Thanks for the detailed answer.



> I suppose I failed to answer your question.


Not at all. It's just that it is taking me a bit of time to digest it all.

You referenced a few things that I am still trying to grasp (like "set" "plate" the differences between a rip and cc pattern, "rail and stile" etc.,), and I just wanted to research them so I could better understand the examples you were making. 

Plus I am trying to research all the other basics that most people on this site take for granted. This is all tough sledding for me. 

and thanks so much in particular for the detailed explanation about the differences between the various backsaws. It really does help. 

I guess I am a bit dismayed by all the marketing hype about "do it all" saws, or when a saw says it is designed for multiple purposes. Your explanation clearly stated the differences, and I wish that manufacturers would take the time to explain this as clearly as you did on their packaging (or on their web sites).

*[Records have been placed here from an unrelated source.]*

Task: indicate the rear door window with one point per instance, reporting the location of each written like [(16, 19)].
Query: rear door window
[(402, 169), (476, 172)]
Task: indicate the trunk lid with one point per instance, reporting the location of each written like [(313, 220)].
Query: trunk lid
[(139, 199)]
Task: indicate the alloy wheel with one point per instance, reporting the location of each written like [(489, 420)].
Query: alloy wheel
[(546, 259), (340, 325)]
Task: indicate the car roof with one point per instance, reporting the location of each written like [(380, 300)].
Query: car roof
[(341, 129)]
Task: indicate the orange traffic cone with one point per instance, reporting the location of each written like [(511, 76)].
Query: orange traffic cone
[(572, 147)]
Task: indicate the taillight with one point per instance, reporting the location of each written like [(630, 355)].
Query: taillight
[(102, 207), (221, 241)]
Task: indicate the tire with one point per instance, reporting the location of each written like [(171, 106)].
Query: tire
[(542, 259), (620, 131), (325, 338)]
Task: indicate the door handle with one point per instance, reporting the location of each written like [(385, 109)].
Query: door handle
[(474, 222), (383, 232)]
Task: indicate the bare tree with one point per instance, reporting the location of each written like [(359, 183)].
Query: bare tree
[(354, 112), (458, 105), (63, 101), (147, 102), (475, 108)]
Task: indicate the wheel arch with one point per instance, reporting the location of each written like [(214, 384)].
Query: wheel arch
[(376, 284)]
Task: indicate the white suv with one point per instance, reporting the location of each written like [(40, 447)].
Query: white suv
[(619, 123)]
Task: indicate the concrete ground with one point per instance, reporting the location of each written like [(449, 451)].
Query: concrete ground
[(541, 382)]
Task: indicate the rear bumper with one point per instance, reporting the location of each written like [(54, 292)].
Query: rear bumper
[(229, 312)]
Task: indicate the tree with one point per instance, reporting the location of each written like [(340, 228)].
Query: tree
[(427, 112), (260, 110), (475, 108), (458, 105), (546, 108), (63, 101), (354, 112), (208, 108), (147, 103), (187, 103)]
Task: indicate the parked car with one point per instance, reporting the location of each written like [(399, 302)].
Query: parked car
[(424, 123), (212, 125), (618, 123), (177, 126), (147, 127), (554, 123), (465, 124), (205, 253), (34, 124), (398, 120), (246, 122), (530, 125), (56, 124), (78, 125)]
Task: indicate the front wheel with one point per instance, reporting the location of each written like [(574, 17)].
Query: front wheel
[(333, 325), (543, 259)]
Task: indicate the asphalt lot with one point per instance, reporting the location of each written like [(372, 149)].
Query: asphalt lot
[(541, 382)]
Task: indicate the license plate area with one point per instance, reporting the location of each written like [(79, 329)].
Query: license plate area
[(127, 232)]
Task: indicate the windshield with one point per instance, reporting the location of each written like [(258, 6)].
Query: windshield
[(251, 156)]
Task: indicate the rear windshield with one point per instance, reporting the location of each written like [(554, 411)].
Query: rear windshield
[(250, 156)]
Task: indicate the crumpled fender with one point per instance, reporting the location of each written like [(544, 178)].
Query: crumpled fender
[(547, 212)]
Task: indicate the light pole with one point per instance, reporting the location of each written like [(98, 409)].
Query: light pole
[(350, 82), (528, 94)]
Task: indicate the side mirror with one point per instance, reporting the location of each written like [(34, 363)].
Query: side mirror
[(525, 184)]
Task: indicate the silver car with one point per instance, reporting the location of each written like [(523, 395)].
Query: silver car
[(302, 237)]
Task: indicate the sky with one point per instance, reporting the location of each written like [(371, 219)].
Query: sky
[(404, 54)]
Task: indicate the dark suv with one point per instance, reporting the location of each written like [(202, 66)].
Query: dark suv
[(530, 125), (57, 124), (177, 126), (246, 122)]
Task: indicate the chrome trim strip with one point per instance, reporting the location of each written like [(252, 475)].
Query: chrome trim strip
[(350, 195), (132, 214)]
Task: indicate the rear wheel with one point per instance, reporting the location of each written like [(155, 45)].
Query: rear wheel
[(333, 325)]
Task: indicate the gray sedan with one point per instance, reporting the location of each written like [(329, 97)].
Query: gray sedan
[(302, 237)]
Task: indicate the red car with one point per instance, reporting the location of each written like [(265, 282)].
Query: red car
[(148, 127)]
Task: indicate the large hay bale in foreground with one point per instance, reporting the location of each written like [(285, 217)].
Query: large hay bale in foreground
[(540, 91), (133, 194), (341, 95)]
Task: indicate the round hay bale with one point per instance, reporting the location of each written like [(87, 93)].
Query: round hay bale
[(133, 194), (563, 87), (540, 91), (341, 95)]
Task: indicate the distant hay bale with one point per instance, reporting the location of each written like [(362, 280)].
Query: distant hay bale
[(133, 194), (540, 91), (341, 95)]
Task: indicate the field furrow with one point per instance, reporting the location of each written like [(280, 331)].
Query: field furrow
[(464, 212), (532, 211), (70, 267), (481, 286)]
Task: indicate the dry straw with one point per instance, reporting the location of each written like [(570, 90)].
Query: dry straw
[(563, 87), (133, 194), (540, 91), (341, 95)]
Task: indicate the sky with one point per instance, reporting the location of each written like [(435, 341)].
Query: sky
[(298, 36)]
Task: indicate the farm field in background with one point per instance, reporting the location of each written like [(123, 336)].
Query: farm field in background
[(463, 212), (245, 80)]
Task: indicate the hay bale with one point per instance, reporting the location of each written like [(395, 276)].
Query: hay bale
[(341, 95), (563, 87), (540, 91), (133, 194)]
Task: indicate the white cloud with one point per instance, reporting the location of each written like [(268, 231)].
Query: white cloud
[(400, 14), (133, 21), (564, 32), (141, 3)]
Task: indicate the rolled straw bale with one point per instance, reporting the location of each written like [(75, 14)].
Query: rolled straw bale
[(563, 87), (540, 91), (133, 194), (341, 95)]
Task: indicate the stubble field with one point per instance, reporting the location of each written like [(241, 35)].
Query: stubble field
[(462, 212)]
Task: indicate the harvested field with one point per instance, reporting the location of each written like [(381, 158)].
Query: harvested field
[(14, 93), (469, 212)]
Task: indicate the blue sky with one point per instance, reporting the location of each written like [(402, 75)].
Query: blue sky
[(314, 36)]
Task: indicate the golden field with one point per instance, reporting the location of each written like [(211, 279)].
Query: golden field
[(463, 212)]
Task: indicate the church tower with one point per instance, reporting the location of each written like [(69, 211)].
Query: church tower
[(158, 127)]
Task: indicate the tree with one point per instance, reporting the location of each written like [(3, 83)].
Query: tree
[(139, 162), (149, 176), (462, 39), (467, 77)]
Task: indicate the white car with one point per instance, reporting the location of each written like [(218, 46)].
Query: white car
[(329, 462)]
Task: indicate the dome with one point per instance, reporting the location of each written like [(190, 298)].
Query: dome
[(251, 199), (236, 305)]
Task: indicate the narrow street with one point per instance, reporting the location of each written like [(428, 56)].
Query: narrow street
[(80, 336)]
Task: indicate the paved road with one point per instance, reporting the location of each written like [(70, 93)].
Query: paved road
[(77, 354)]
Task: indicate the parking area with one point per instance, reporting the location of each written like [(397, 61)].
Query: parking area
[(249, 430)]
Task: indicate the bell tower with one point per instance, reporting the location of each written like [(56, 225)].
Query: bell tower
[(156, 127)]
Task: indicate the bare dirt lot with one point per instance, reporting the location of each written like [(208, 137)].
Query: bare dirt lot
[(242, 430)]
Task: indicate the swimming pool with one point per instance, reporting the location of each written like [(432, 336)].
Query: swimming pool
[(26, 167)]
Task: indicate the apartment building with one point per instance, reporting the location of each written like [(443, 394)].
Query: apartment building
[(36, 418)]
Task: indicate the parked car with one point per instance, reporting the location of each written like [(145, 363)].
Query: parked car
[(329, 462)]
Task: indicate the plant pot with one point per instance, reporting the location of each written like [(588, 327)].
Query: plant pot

They must spend tens or hundreds of thousands of dollars on marketing, and if they just made it a little more clearer for us to understand what the differences are, I don't think they would have to result to so much advertising. I mean, we aren't sheep, are we?

Thanks again.

BTW: Now I need to go figure out what a jack plane is and whether I need to get one. I don't have ANY plane. No fair dropping tool names for a guy with no money going through his tool lust phase.


----------



## firemedic (Dec 26, 2010)

Trust me, it can take a while to get comfortable with it.
::::::::::::::::::::::::::::::

Plate - blade

Kerf - material removed by the saw

Set - distance each tooth is bent out to the side. Allows for relief to make the kerf wider than the plate and prevent binding.

Gullet - valley between teeth.

Pitch - number of teeth, expressed as tpi or ppi

TPI- Teeth per Inch, measure from gullet to gullet

PPI - Points per Inch, measured from point to point


Rip Vs Cross Cut is best explains by seeing each tooth pattern. In all though it's a chisel (rip) Vs a knife (cc). Google can provide detailed illustrations of this.

::::::::::::::::::::::::::::::::::::::::::::::


Rail and Stile is a construction style of raised panel doors. It's the standard for doors. 

Jack plane is the jack of all - the 14" bench plane such as the Stanley/Bailey #5. 

I very rarely fire up a power tool in my shop (have em all, don't use em) so for me, planes are a must. I couldn't tell you right off how many I have. Frankly I could go count them but I don't recall how many new (vintage) ones I have arriving this week. Each has a specific purpose and use for me even if not used often. If you decide to buy a plane I'd suggest a jack plane and a block plane first in no particular order. Also, I'd put chisels just barely ahead of planes in the rank of "need" for me. Try the search function here questions about first planes and beginner chisels come up weekly.

Good luck.


----------



## Wood4Brains (Jul 25, 2012)

Thank you again!!! :smile:

Yes, it seems that people either love or hate planes, and those that love them, really, REALLY love them.

I was talking to my dad on the phone (he lives 500 miles away) to see if he had any old tools he could send my way. He was kind of like, "well, I have some junk lying around... but I have this great plane I can give you!!!"

I asked him some questions about it, and it turns out, he _HAS NO IDEA_ what type of a plane it is... just that it is a _GREAT_ plane!!!. 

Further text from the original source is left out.